Additionally, we define a new consensus method that adds these
timestamps to the consensus.

We specify that, in the absence of such a timestamp, parties are to
assume that the `shared-rand-current-value` SRV became "current" at the
first 00:00 UTC on the UTC day of the consensus's valid-after timestamp,
and that the `shard-rand-previous-value` SRV became "current" at 00:00
UTC on the previous UTC day.


## Generalizing HSDir index scheduling.

Under the current HSDir design, there is one SRV for each time period,
and one time period for which each SRV is in use.  Decoupling
`hsdir_interval` from 24 hours will require that we change this notion
slightly.

We therefore propose this set of generalized directory behavior rules,
which should be equivalent to the current rules under current
parameters.

The calculation of time periods remains the same (see `rend-spec-v3.txt`
section `[TIME PERIODS]`).

A single SRV is associated with each time period: specifically, the SRV
that was "current" at the start of the time period.

There is a separate hash ring associated with each time period and its
SRV.

Whenever fetching an onion service descriptor, the client uses the hash
ring for the time period that contains the start of the liveness
interval of the current consensus.  Call this the "Consensus" time period.
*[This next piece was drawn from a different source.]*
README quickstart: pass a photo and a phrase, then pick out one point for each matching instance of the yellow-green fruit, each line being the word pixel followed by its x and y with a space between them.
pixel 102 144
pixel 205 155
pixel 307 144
Whenever uploading an onion service descriptor, the service uses _two or
three_ hash rings:
  * The "consensus" time period (see above).
  * The immediately preceding time period, if the SRV to calculate that
    hash ring is available in the consensus.
  * The immediately following time period, if the SRV to calculate that
    hash ring is available in the consensus.

(Under the current parameters, where `hsdir_interval = SRV_interval`,
there will never be more than two possible time periods for which the
service can qualify.)

## Migration

We declare that, for at least the lifetime of the C tor client, we will
not make any changes to the voting interval, the SRV interval, or the
`hsdir_interval`.  As such, we do not need to prioritize implementing
these changes in the C client: we can make them in Arti only.

## Issues left unsolved

There are likely other lingering issues that would come up if we try to
change the voting interval.  This proposal does not attempt to solve
them.

This proposal does not attempt to add flexibility to the SRV voting
algorithm itself.

Changing `hsdir_interval` would create a flag day where everybody using
old and new values of `hsdir_interval` would get different hash
rings. We do not try to solve that here.

## Acknowledgments

Thanks to David Goulet for explaining all of this stuff to me!